Fewell cut his teeth as a defensive backs coach, serving under Tom Coughlin with the Jacksonville Jaguars and Lovie Smith with the Chicago Bears. The Bills finished second behind the New York Jets in pass defense and second in interceptions with 28 behind the Green Bay Packers last season. While the Bills had their struggles stopping the run -- Buffalo finished 30th against the run last season -- Fewell grew as a coach. He said serving as interim head coach for seven games gave him a different perspective of what it takes to lead an entire team.
"I see the big picture more," Fewell said. "When I was just the defensive coordinator, I was definitely just concerned about the defense but I didn't see the big picture. So I'm able to see, 'Hey, stay off the receiver [in practice] because that guy is really important.' I used to just bang him and run into him and say, 'Hey, it's a defensive mentality.' I look at special teams and I see guys in special teams roles that can help our football team and I fight for those guys."
During his one season with Fewell, Fletcher was able to see the bigger picture better, too. The linebacker read the run, the pass and learned route combinations better and posted a career-high four interceptions to go with 146 tackles, his highest total in the past four seasons. At 5-10, 245-pounds, Fletcher shined in Fewell's defense despite his size, giving the Giants hope that perhaps the 6-foot, 245-pound Dillard can perform in Fewell's scheme as well.
Fletcher knows exactly what Fewell will be looking for in his new starting middle linebacker and his weakside linebacker as well.
"There are tons of responsibilities on you in his defense in terms of communicating to all 10 guys on the field and knowing what you need to do and making adjustments," Fletcher said. "And be a playmaker yourself because the defense is set where the middle linebacker will make a lot of tackles. Between the Will linebacker and middle linebacker, those are the two glory positions in that defense. They will be the guys making all the plays."

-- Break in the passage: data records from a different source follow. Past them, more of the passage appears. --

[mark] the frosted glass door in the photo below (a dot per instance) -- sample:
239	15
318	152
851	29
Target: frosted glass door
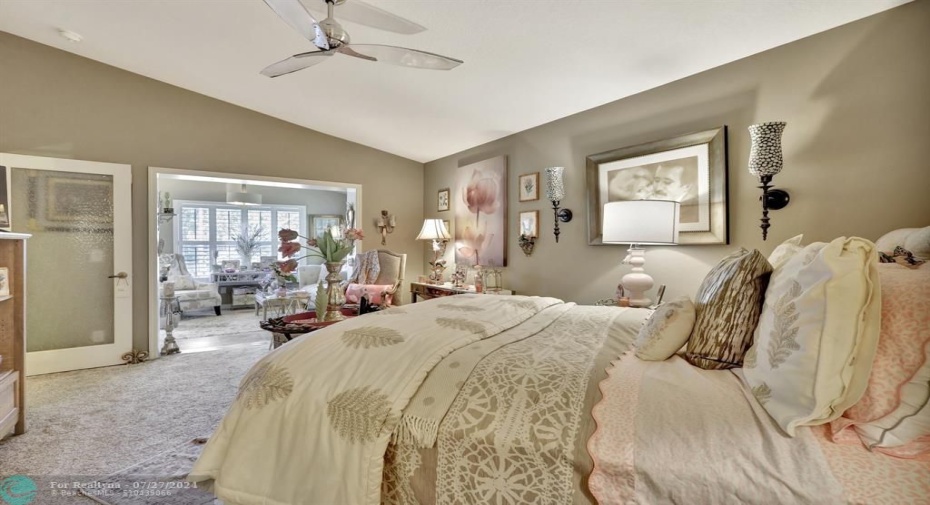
78	291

Judging by the sound of Fewell's voice echoing throughout last weekend's rookie minicamp, Reese may have found the right man to mold his linebackers.
If Fewell has his way, he'll not only find a middle linebacker but he'll have the Giants playing defense the way they used to when they, and not the Jets, were the nastiest defense in New York.
"While I would like to make guarantees, I can't," Fewell said last weekend at rookie minicamp. "[But] I'm going to demand that we be physical and play physical. The Giants defense is a physical defense, and we know that from history. I want to return to that defense."